Traumankunft in Genua! Wem, wenn nicht Ambrogio Beccaria war dieser Teil-Erfolg beim Ocean Race Europe zu gönnen? Punktgenau zur Etappen-Zielankunft in seiner italienischen Heimat schwang sich der 30-Jährige zum großen Triumphator auf, siegte in einem mitreißenden Finale mit seiner Allagrande Mapei.
Nach 2 Tagen, 8 Stunden, 41 Minuten und 14 Sekunden machte Mapei fast eine Stunde vor der Paprec Arkéa in Genua fest, zwei weitere Stunden zurück: die Biotherm. Und die anderen vier Crews, einschließlich Boris Herrmann mit der Malizia, hatten am Morgen noch einen weiten Weg durch die Bucht von Genua vor sich (Livetracker).

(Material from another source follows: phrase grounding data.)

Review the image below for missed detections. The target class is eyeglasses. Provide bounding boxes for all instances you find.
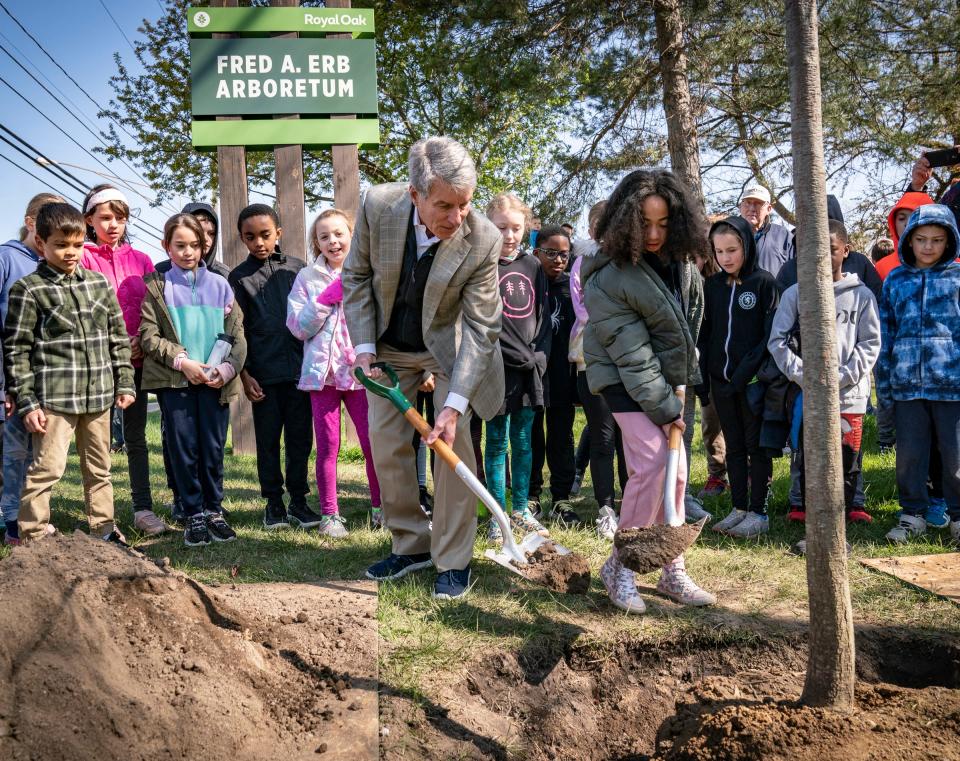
[536,247,570,261]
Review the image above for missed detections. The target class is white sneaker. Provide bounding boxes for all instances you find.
[600,554,646,613]
[712,508,748,534]
[657,567,716,606]
[727,512,769,538]
[596,505,618,541]
[684,494,712,523]
[886,513,926,544]
[133,510,169,536]
[951,520,960,544]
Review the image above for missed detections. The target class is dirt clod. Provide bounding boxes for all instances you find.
[615,521,705,574]
[296,611,310,623]
[518,542,591,594]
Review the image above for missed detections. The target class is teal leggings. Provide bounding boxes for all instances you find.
[484,408,536,513]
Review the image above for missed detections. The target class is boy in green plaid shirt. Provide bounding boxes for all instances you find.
[3,203,135,544]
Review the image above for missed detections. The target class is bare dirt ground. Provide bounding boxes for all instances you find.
[0,534,377,761]
[381,623,960,760]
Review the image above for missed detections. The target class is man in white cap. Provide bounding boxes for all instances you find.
[738,184,795,276]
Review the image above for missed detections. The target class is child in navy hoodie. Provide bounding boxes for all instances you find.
[698,215,779,538]
[878,204,960,544]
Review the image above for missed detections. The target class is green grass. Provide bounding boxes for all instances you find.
[2,408,959,702]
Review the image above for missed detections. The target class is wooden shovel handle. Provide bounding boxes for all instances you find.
[404,408,462,471]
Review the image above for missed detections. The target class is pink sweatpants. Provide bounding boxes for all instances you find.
[612,411,687,530]
[311,387,381,515]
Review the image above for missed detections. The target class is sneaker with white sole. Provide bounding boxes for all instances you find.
[886,513,926,544]
[656,566,716,606]
[925,498,949,529]
[684,494,712,523]
[596,505,618,541]
[511,508,549,536]
[712,508,748,534]
[726,512,769,538]
[600,554,646,613]
[133,510,169,536]
[318,514,349,538]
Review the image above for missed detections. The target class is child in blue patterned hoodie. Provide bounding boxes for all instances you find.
[877,204,960,544]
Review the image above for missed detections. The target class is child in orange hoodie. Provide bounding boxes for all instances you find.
[875,190,934,280]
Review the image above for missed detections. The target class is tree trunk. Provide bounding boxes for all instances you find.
[653,0,704,206]
[784,0,856,709]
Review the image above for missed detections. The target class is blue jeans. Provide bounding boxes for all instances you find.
[1,413,32,524]
[484,408,536,512]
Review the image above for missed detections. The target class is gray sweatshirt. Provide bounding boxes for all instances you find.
[767,273,880,413]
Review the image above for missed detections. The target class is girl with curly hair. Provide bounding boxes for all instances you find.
[582,168,713,613]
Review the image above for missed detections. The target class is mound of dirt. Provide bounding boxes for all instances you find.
[655,680,960,761]
[615,521,705,575]
[521,542,590,594]
[0,534,377,761]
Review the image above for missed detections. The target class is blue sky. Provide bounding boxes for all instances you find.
[0,0,174,260]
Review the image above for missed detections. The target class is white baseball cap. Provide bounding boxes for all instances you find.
[740,184,771,204]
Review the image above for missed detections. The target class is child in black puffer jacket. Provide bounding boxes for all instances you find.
[698,215,779,538]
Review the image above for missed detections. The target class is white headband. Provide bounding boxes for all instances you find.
[84,188,129,214]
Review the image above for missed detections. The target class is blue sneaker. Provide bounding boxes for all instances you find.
[433,566,471,600]
[365,552,433,581]
[925,498,949,529]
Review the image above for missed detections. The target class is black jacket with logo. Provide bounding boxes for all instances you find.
[698,215,779,397]
[228,251,306,385]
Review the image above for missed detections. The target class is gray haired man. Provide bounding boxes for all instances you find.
[342,136,504,600]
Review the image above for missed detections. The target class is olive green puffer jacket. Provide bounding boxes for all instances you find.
[582,251,700,426]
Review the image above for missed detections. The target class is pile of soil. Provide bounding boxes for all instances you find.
[520,542,590,594]
[615,522,705,575]
[382,628,960,760]
[0,534,377,761]
[655,680,960,761]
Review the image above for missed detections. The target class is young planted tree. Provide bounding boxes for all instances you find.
[784,0,856,708]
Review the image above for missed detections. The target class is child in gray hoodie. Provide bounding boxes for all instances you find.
[768,219,881,524]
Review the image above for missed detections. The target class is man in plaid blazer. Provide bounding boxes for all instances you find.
[342,136,503,600]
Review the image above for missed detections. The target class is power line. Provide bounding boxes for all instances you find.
[0,133,87,196]
[0,123,89,189]
[0,77,176,224]
[0,151,83,207]
[96,0,137,55]
[0,0,138,143]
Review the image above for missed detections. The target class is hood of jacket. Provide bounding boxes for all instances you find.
[710,215,758,279]
[182,202,220,268]
[897,203,959,271]
[887,190,934,249]
[0,239,40,264]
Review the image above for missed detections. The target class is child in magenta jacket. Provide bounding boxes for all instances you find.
[81,184,165,537]
[286,209,381,537]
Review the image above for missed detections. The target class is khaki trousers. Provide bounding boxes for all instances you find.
[18,409,115,542]
[369,347,476,572]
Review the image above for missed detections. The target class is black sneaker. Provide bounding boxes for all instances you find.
[550,499,583,525]
[527,499,542,518]
[205,512,237,543]
[184,515,210,547]
[433,566,471,600]
[287,499,322,528]
[102,528,129,547]
[365,552,433,581]
[263,499,289,530]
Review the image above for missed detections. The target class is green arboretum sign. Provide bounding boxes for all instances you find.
[188,6,379,149]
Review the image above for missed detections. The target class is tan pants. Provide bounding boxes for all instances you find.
[18,409,115,542]
[369,347,476,572]
[701,397,727,480]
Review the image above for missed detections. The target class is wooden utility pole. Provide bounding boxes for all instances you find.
[213,0,256,455]
[327,0,361,216]
[785,0,856,709]
[272,0,307,260]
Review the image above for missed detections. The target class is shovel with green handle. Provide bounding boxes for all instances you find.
[355,363,571,578]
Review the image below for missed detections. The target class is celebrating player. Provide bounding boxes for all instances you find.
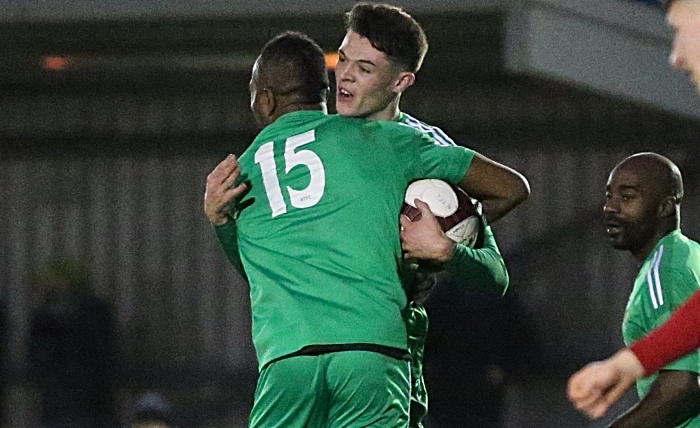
[336,3,529,425]
[206,4,530,426]
[205,31,492,427]
[572,153,700,427]
[568,0,700,419]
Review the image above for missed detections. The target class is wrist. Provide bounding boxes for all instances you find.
[210,214,231,227]
[611,348,645,380]
[436,239,456,263]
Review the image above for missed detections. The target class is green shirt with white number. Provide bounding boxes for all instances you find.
[229,110,473,370]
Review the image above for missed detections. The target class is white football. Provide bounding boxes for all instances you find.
[402,179,480,247]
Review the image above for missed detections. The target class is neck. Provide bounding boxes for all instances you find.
[273,101,327,123]
[365,96,402,122]
[633,224,678,262]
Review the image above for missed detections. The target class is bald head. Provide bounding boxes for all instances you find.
[613,152,683,205]
[604,152,683,260]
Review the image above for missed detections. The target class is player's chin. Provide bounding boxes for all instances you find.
[607,234,628,250]
[335,100,361,117]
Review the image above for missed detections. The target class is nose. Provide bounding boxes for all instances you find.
[336,62,354,82]
[670,40,684,69]
[603,199,618,214]
[670,52,683,69]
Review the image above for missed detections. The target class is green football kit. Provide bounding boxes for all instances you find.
[216,110,474,427]
[623,230,700,428]
[397,112,509,428]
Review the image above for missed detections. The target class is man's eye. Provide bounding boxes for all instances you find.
[360,67,370,73]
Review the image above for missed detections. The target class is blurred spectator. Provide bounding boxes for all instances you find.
[29,258,118,428]
[128,391,175,428]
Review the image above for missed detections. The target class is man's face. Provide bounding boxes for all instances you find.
[249,57,266,128]
[603,166,660,254]
[668,0,700,93]
[335,30,402,120]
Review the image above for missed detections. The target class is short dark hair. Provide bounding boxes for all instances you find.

Es ist der Stoff für einen Hollywood-Schmachtfetzen, der dem Rennen der Imocas rund um Europa wieder Würze verleiht. Nach bisher acht Wertungen (Etappen-, Sprint- und Zwischenwertungen) mit den steten, fast schon Eintönigkeit vermittelnden Siegen durch Biotherm kann nun ein anderer Protagonist ein neues Kapitel schreiben. Überschrift: From Zero to Hero.
Der sagenhafte Aufstieg der Allagrande Mapei wurde in Genua gekrönt © Lloyd Images / The Ocean Race Europe 2025
Es ist die Geschichte des Einsteigers in die Imoca-Szene, der nach dem Kauf der Yacht mit viel Hochachtung der Konkurrenz und ebenso großen Ambitionen zur ersten Etappe des Rennens in Kiel an den Start ging – und nach nicht einmal zwei Minuten am Boden zerstört war.

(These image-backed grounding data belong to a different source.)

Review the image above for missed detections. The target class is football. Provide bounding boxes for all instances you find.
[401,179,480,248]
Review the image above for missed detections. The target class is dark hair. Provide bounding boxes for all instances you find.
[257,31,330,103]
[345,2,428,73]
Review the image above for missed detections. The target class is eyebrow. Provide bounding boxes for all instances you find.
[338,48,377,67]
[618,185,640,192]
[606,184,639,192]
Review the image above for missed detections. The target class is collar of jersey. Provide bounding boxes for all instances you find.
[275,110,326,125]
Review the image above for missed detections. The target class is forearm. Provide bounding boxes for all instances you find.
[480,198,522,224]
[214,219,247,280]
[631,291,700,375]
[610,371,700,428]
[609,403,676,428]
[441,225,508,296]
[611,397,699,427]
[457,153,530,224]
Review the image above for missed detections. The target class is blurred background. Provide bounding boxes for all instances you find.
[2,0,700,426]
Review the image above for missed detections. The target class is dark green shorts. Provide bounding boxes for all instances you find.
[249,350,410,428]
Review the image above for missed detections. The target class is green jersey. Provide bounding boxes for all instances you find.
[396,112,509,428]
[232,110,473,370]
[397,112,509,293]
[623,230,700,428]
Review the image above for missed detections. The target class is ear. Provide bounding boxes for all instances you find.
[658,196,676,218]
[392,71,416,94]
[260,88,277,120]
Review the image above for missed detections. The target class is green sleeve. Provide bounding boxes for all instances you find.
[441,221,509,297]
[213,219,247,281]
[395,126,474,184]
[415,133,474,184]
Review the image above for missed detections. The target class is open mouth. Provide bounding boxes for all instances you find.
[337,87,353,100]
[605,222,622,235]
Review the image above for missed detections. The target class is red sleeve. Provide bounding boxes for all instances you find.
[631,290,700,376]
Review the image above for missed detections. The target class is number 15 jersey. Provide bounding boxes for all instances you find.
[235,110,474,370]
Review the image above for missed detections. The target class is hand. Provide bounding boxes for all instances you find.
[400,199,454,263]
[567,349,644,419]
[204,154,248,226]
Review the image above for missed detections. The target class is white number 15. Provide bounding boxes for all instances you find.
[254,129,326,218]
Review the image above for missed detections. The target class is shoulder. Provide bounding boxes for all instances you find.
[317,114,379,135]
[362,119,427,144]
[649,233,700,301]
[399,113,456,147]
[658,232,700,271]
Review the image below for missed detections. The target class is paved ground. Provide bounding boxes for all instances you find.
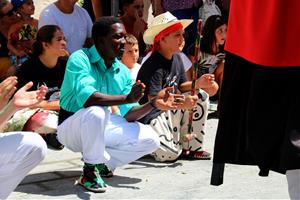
[9,112,289,199]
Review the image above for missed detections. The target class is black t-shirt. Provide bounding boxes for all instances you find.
[0,32,9,57]
[137,52,187,124]
[16,56,66,100]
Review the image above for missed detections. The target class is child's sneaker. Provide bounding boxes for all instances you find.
[77,164,107,193]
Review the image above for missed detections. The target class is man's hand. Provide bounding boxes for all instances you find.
[0,76,18,109]
[133,12,145,38]
[12,82,48,111]
[61,49,70,57]
[126,80,145,103]
[154,87,185,110]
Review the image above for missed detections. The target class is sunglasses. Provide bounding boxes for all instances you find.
[0,9,15,17]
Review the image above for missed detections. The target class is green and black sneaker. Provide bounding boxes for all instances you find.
[96,163,114,178]
[77,163,107,193]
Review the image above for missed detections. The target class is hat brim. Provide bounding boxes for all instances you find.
[143,19,193,45]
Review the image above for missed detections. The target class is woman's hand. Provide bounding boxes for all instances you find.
[12,82,48,111]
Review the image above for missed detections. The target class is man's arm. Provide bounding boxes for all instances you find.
[83,7,94,48]
[125,87,185,122]
[152,0,164,16]
[84,81,145,108]
[179,74,217,94]
[30,100,60,111]
[84,92,128,107]
[91,0,103,19]
[123,101,154,122]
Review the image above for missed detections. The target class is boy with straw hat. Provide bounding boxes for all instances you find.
[137,11,218,161]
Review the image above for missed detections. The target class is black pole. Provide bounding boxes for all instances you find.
[210,163,225,186]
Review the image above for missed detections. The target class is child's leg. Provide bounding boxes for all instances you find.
[181,90,209,156]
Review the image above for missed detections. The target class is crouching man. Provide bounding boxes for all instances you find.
[57,17,181,193]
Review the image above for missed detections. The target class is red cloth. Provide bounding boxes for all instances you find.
[225,0,300,67]
[152,22,183,52]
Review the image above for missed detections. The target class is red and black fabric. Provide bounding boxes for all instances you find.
[225,0,300,67]
[211,0,300,186]
[211,53,300,185]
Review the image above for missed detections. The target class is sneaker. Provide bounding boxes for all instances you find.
[96,164,113,178]
[77,164,107,193]
[42,134,64,150]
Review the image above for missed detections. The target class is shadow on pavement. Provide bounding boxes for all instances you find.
[15,170,89,199]
[15,170,142,198]
[104,175,141,189]
[125,155,193,170]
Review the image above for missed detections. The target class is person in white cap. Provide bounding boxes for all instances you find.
[137,11,218,162]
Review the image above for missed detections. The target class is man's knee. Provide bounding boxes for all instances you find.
[82,106,109,124]
[24,132,47,162]
[142,127,160,151]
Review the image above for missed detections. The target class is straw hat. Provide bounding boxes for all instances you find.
[143,11,193,45]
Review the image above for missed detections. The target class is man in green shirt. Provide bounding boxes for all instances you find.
[57,16,182,193]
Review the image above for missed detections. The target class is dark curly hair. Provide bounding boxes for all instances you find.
[92,16,122,40]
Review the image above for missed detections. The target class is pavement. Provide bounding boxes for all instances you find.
[9,109,289,199]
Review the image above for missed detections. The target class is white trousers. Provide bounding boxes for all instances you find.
[0,132,47,199]
[57,106,160,171]
[286,169,300,200]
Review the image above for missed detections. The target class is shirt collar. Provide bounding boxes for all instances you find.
[88,45,120,72]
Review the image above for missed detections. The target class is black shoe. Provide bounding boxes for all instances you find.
[42,133,64,150]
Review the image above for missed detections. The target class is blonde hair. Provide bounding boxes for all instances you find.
[125,33,138,45]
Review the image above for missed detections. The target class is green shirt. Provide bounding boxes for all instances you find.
[60,45,139,117]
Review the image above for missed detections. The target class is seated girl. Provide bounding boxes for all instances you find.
[3,25,68,150]
[198,15,227,91]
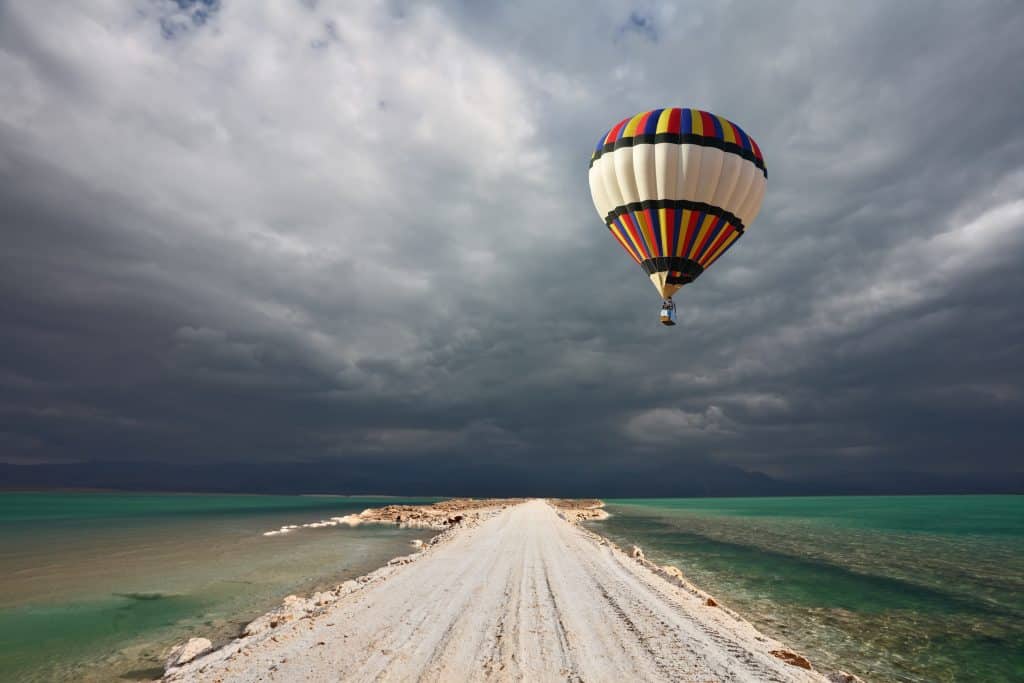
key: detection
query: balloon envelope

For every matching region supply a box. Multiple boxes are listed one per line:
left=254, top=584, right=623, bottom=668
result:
left=589, top=108, right=767, bottom=299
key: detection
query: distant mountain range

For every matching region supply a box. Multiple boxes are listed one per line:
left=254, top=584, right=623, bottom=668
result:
left=2, top=460, right=1021, bottom=496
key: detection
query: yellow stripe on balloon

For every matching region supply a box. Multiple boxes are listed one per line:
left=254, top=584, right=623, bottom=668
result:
left=635, top=211, right=656, bottom=258
left=623, top=112, right=647, bottom=138
left=675, top=210, right=691, bottom=257
left=687, top=215, right=717, bottom=259
left=656, top=108, right=674, bottom=134
left=702, top=232, right=740, bottom=268
left=658, top=208, right=668, bottom=257
left=690, top=109, right=704, bottom=136
left=717, top=116, right=737, bottom=144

Nach dem Crash mit Holcim-PRB am Kieler Leuchtturm musste Beccaria mit seiner Crew nicht nur die Etappe aufgeben, sondern angesichts des Schadens am Rigg sogar um die Fortsetzung des gesamten Rennens bangen.

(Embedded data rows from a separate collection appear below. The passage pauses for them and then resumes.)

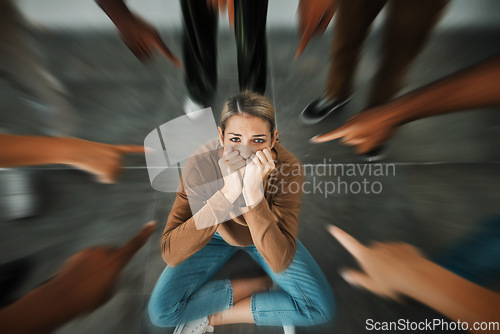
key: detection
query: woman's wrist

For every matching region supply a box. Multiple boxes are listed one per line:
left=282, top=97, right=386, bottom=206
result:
left=221, top=186, right=240, bottom=203
left=243, top=185, right=264, bottom=208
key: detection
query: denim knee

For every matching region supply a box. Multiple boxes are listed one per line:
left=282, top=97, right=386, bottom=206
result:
left=297, top=295, right=335, bottom=326
left=313, top=298, right=335, bottom=325
left=148, top=294, right=184, bottom=327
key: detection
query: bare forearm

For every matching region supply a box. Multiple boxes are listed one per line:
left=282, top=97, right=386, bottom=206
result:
left=402, top=258, right=500, bottom=333
left=95, top=0, right=135, bottom=28
left=0, top=134, right=72, bottom=168
left=381, top=56, right=500, bottom=125
left=0, top=281, right=79, bottom=334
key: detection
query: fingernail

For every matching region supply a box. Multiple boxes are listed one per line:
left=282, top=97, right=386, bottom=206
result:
left=145, top=221, right=157, bottom=228
left=325, top=224, right=336, bottom=235
left=310, top=135, right=320, bottom=143
left=340, top=270, right=354, bottom=285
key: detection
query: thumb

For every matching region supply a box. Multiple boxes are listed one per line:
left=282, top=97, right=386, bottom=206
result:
left=116, top=221, right=156, bottom=267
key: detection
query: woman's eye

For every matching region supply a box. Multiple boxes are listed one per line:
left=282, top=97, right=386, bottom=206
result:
left=253, top=139, right=265, bottom=144
left=230, top=137, right=240, bottom=142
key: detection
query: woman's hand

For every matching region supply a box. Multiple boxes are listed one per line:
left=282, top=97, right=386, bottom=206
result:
left=242, top=148, right=275, bottom=207
left=219, top=146, right=246, bottom=203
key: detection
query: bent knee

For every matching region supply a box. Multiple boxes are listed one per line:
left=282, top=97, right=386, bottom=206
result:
left=312, top=302, right=335, bottom=324
left=147, top=295, right=184, bottom=327
left=297, top=298, right=335, bottom=326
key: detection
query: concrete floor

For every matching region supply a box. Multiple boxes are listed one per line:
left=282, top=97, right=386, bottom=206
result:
left=1, top=17, right=500, bottom=334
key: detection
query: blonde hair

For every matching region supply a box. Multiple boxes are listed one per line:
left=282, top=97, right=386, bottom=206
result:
left=220, top=91, right=276, bottom=139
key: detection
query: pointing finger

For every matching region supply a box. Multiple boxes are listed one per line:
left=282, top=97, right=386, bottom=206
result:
left=315, top=8, right=335, bottom=34
left=115, top=145, right=145, bottom=154
left=310, top=126, right=351, bottom=143
left=154, top=34, right=183, bottom=69
left=296, top=21, right=315, bottom=58
left=116, top=221, right=156, bottom=267
left=327, top=225, right=367, bottom=261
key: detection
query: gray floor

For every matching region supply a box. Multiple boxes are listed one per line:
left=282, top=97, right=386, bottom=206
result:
left=1, top=22, right=500, bottom=334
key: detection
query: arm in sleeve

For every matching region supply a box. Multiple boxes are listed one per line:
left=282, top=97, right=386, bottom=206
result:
left=160, top=162, right=234, bottom=266
left=243, top=163, right=304, bottom=273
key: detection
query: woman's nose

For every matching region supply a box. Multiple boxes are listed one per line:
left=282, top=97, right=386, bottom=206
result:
left=237, top=145, right=254, bottom=160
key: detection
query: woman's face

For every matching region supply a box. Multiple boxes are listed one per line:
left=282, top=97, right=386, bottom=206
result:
left=218, top=114, right=278, bottom=159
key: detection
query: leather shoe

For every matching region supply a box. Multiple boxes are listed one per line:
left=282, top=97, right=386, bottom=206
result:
left=300, top=97, right=350, bottom=124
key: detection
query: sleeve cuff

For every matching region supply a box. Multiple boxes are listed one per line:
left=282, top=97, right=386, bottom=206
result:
left=243, top=198, right=277, bottom=227
left=206, top=190, right=234, bottom=222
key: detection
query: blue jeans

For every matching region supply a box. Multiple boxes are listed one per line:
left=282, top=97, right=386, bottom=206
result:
left=148, top=233, right=335, bottom=327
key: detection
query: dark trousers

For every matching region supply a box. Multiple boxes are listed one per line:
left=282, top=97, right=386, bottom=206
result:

Steiler Aufstieg nach hartem Rückschlag
Nur mit intensiver Arbeit und buchstäblich im letzten Moment gelang die Reparatur und die Rückkehr ins Rennen. Wenige Stunden vor dem Start zur zweiten Etappe kam die Allagrande Mapei in Portsmouth an und war wieder mittendrin in der Flotte der sieben Imocas.
Auf dem Weg nach Genua fand die Allagrande Mapei ihre Bedingungen vor © Vincent Curutchet
Von da an ging es für Ambrogio Beccaria, Thomas Ruyant und Co. beständig nach oben auf der Erfolgsleiter: Platz fünf zur Zwischenwertung in Porto, Platz vier bei der Etappenankunft in Cartagena, der Sprung auf das Podium mit Platz drei in Nizza. Und nun zur Krönung: Heimsieg für Beccaria in Genua, der ihn im Scoreboard weiter klettern lässt.
Für den Skipper der Allagrande Mapei war nicht nur die Ankunft in Genua das reinste Vergnügen, er genoss das Rennen und drehte auf – spätestens, als er die italienischen Gewässer erreichte.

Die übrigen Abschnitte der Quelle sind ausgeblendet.